I have this simple code to scrape the last data of cofirmed cases in Italy of coronavirus from a site with Python.
I just did some basic webscraping, importing:
import requests import urllib.request import time from bs4 import BeautifulSoup
Now that we have the tools, let’s use them
url = "https://lab24.ilsole24ore.com/coronavirus/" # access the site response = requests.get(url) print(response)
We made a request to the site of ilsole24ore.

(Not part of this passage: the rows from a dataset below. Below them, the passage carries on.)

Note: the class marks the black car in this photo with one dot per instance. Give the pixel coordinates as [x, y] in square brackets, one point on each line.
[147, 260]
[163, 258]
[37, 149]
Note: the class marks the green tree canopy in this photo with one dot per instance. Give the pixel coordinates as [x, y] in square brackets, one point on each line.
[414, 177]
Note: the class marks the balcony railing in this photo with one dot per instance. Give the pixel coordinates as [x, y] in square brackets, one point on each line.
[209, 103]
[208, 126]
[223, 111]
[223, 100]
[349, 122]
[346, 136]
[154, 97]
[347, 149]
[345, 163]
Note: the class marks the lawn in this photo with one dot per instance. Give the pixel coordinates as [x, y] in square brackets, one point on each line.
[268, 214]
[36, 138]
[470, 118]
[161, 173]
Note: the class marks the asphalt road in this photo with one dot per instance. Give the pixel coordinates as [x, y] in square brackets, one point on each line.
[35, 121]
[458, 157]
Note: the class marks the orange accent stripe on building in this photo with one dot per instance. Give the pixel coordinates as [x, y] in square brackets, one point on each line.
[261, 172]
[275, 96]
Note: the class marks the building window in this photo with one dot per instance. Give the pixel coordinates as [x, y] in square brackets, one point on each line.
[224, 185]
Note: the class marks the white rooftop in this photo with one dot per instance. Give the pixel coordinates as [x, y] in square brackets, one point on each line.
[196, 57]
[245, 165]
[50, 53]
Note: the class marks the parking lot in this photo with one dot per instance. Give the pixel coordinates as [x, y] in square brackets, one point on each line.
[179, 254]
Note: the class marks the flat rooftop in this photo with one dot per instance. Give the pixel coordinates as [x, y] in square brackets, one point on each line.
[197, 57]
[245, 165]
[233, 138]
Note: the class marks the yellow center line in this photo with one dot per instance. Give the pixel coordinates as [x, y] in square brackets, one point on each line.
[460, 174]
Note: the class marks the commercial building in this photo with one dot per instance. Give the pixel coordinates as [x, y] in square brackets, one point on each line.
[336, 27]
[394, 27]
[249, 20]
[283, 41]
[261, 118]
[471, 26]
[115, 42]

If we get this we get the response right:
<Response [200]>
We parse the html that we get as response
soup = BeautifulSoup(response.text, "html.parser")
We get all the <h2> tag, because the data is into a h2 tag, like you can see in the code below.
To get the window on the right that you see below, right click with the mouse and then choose inspect from the menu, then click on (1. click) the arrow on the top left, then click on the number of confirmed cases (click 2). You will se on the right the <h2> tag that contains the number.
h2 = soup.findAll("h2")
I can see that the first h2 is the one that I need; let’s see what we have
print(h2)
We will see this
[<h2 class="timer count-number" data-speed="1000" data-to="2706" id="num_1"></h2>, <h2 class="timer count-number" data-speed="1000" data-to="107" id="num_2"></h2>, <h2 class="timer count-number" data-speed="1000" data-to="276" id="num_3"></h2>, <h2 class="timer count-number" data-speed="1000" data-to="3089" id="num_4"></h2>, <h2 class="chartTitle"><center>I numeri complessivi</center></h2>, <h2 class="chartTitle">Il trend giorno per giorno</h2>, <h2 class="chartTitle">L’andamento nelle province con più contagi</h2>, <h2 class="chartTitle">L’andamento delle 5 regioni con più contagi</h2>, <h2 class="chartTitle">I dati per provincia</h2>, <h2 class="chartTitle">I nuovi tamponi giornalieri</h2>, <h2 class="chartTitle">Ricoveri e terapie intensive</h2>, <h2 class="chartTitle">Come crescono i ricoveri</h2>, <h2 class="chartTitle">Il contagio nei Paesi europei</h2>, <h2 class="chartTitle">I primi dieci Paesi al mondo per contagio</h2>]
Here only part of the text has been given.